Não por menos Nelson Rosenvald e Cristiano Chaves Farias, na moderna obra “Direitos Reais”, 4ª edição disciplinam:
“O registro do título translativo é indispensável á aquisição da propriedade imobiliária inter vivos. Portanto, no período que medeia a outorga do título aquisitivo e o registro, o alienante continuará a ser havido como dono da coisa (art.1245, §1º, do CC). Sabe-se que o registro é condição necessária para a produção de eficácia real ao negócio jurídico dispositivo imobiliário, conferindo ao novo titular a legitimação e o poder para dispor do direito subjetivo. O título se prende ao plano da validade; o registro ao da eficácia.
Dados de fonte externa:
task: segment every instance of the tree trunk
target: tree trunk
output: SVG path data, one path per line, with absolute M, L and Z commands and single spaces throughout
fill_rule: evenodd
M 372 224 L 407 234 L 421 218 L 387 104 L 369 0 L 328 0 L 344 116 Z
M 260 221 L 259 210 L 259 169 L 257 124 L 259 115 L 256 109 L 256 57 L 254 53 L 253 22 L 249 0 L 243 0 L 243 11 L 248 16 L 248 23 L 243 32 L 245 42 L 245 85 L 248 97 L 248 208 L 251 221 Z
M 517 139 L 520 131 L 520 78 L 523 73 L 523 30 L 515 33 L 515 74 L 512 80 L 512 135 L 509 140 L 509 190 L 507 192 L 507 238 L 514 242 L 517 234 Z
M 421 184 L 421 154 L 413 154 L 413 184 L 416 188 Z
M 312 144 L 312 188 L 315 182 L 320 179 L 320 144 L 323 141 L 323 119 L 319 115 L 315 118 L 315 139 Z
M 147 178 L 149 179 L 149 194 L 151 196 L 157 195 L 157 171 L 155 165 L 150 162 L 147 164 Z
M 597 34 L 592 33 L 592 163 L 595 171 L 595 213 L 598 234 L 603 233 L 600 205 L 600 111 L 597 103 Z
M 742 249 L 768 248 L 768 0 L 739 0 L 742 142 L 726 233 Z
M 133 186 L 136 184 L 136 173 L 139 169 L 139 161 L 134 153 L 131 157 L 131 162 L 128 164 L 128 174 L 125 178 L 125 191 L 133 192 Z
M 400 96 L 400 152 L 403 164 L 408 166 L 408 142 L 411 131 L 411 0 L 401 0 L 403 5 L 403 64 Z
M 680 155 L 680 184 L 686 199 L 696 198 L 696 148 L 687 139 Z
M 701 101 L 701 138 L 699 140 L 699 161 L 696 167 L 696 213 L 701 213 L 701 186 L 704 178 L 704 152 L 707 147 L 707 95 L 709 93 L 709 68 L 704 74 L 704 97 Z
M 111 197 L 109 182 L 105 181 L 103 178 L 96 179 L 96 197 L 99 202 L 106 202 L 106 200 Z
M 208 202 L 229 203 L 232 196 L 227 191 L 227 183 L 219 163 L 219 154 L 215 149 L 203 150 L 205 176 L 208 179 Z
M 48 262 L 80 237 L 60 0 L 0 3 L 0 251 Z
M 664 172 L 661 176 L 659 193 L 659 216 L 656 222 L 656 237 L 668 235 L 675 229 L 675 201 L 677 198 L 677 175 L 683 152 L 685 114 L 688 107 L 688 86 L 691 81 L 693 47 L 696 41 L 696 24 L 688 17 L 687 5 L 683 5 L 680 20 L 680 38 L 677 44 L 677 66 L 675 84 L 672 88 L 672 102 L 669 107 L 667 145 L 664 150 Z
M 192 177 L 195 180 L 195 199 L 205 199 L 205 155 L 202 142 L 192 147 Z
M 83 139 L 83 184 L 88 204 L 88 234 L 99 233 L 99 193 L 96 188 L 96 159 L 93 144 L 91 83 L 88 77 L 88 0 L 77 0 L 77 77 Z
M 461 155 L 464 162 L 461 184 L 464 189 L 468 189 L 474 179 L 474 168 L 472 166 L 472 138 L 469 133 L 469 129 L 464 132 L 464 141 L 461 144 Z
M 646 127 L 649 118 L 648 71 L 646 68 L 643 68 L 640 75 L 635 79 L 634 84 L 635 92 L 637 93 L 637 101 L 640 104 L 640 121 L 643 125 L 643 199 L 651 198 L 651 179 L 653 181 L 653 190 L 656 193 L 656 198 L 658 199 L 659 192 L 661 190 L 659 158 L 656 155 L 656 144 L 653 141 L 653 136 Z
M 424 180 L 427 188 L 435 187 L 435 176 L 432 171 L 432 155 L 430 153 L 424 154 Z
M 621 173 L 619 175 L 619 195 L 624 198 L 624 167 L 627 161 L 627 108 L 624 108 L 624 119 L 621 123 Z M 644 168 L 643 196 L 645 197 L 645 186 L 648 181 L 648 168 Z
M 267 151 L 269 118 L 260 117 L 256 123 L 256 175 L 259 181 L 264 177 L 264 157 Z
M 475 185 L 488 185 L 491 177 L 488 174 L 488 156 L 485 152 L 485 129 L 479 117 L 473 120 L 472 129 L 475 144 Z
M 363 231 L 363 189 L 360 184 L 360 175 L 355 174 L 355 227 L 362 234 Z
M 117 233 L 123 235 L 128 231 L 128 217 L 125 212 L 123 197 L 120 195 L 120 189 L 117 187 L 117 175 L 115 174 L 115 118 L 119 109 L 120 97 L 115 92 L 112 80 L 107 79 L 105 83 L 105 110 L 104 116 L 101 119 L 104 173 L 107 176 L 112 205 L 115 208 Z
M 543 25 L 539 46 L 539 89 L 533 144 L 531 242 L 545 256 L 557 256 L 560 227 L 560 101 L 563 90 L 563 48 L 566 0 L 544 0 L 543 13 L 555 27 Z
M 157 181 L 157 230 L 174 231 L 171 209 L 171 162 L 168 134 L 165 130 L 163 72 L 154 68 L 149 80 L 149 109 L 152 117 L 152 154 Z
A propriedade se constitui inter vivos neste instante, eis que na fase anterior só se cogite da relação obrigacional (fls. 243)
Restaria ao devedor, pois, indenizar os contratantes sem qualquer prejuízo ao do direito do Estado credor, vez que inexistente direito real na hipótese.
Ora, relação obrigacional não gera ônus real, como pacifico.
Daí, também, o mesmo Código Civil dedicar, então, toda uma seção á determinação da necessidade do registro, lá restando consignado:
Da Aquisição pelo Registro do Título
Art. 1.245. Transfere-se entre vivos a propriedade mediante o registro do título translativo no Registro de Imóveis.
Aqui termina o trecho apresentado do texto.